There has been little mainstream media attention — or context — given to the Trudeau government’s announcement earlier this week that it would extend the deployment of Canadian troops in Iraq until March 2021.
A quick historical recap.
On February 15-16, 2003, an estimated six to 11 million people in 60 countries marched against the imminent invasion of Iraq. That invasion began 16 years ago this week on the evening of March 19, 2003 (at 5:34 a.m. Baghdad time on March 20).
By September 2004, then United Nations Secretary General Kofi Annan stated that the invasion was not sanctioned by the UN Security Council and that the war was illegal.
A study released in October 2013 found that at least 405,000 people died between 2003 and 2011 due to the war and occupation of Iraq.
Those casualties have continued to mount.
Furthermore, the United Nations reported in January 2016 that “3.2 million people have been internally displaced since January 2014, including more than a million children of school age.”
As of January 10, 2016, the United States, Canada, Great Britain, France, Australia and several other countries had carried out 6,341 airstrikes in Iraq.
By July 2016, a British inquiry led by Sir John Chilcot found that the legal basis for the war was “far from satisfactory,” peaceful alternatives to the war had not been exhausted, and that the lack of post-war planning significantly contributed to the emergence of ISIS.
In other words, this was arguably an avoidable war that spawned increased violence.
That’s critical context missing from the Government of Canada media release this week highlighting that Canada has spent more than $2.1 billion since 2016 on “security, stabilization and humanitarian and development assistance needs in response to the crises in Iraq and Syria and their impacts on Jordan and Lebanon.”
The Trudeau government has reshaped Canada’s military engagement in Iraq several times since it won the October 2015 federal election.
In February 2016, Trudeau announced that six CF-18s would be withdrawn from bombing missions in Iraq and Syria, but among other actions, tripled the number of special forces troops in Iraq, maintained two surveillance aircraft there that helped identify targets to bomb, and provided a refuelling plane for continued allied bombing missions.
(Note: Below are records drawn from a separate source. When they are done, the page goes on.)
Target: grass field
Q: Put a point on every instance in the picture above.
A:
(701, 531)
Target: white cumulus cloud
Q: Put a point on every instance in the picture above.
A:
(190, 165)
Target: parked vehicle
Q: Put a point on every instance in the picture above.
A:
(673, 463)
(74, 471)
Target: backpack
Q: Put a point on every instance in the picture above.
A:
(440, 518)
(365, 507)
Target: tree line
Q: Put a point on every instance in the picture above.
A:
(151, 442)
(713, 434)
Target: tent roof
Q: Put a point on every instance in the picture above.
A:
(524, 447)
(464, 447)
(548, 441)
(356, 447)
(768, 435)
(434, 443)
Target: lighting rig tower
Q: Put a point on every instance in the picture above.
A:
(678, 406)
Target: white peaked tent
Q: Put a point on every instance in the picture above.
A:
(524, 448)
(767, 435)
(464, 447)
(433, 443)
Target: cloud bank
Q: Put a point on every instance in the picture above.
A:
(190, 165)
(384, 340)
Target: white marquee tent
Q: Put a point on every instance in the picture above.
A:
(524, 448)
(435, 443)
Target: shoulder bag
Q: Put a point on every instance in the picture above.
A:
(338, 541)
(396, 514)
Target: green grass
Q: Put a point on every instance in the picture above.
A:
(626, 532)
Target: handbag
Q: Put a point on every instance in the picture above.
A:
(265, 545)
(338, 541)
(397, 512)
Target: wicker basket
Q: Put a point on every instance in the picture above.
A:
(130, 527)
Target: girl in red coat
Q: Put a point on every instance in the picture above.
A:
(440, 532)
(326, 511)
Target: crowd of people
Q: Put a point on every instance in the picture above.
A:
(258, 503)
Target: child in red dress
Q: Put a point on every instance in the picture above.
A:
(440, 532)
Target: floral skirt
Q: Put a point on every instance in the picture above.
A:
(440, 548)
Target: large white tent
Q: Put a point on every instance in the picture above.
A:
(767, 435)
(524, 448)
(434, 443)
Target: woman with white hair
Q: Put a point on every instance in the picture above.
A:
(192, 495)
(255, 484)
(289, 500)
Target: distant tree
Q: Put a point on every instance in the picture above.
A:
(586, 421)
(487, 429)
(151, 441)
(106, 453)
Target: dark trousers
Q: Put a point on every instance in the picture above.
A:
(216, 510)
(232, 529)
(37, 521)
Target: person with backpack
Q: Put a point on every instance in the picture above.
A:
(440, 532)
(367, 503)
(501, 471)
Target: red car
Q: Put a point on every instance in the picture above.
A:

By June 2017, the Trudeau government announced that Canadian troops would stay in Iraq for another two years.
At that time, Toronto Star columnist Thomas Walkom wrote, “Ottawa’s hope is that if Trump thinks Canada is pulling its weight militarily, he will order his negotiators to go easy on this country during the upcoming North American Free Trade Agreement talks.”
By January 2019 the Trudeau government withdrew the CC-150 Polaris refuelling aircraft but only after, as reported by iPolitics, it had “delivered more than 65 million pounds of fuel to coalition aircraft during its deployment.”
In terms of the present deployment, Global News reports that “Canada has about 500 military members in Iraq, including 200 who are part of a NATO training mission and 120 special forces who have been helping Iraqi forces root out Islamic State insurgents around the northern city of Mosul.”
It’s only in the closing paragraphs of a Canadian Press article that we see the point that “Questions and concerns have been raised in the past about the conduct of some Iraqi security forces, which includes allegations of torture, kidnappings and extrajudicial killings…”
Even there though, that sentence ends with, “…but [Maj.-Gen. Peter] Dawe said the units that his troops are partnered with have been carefully screened.”
In February 2016, the Trudeau government announced it would be spending $1.6 billion in Iraq over the following three years. It now boasts in a media release that it has spent “more than $2.1 billion” in the region.
Where’s the critical and contextual media coverage that says many continue to suffer and that billions of dollars continue to be spent in the aftermath of an illegal and avoidable war that killed hundreds of thousands of people and displaced millions more?
Brent Patterson is a political activist and writer.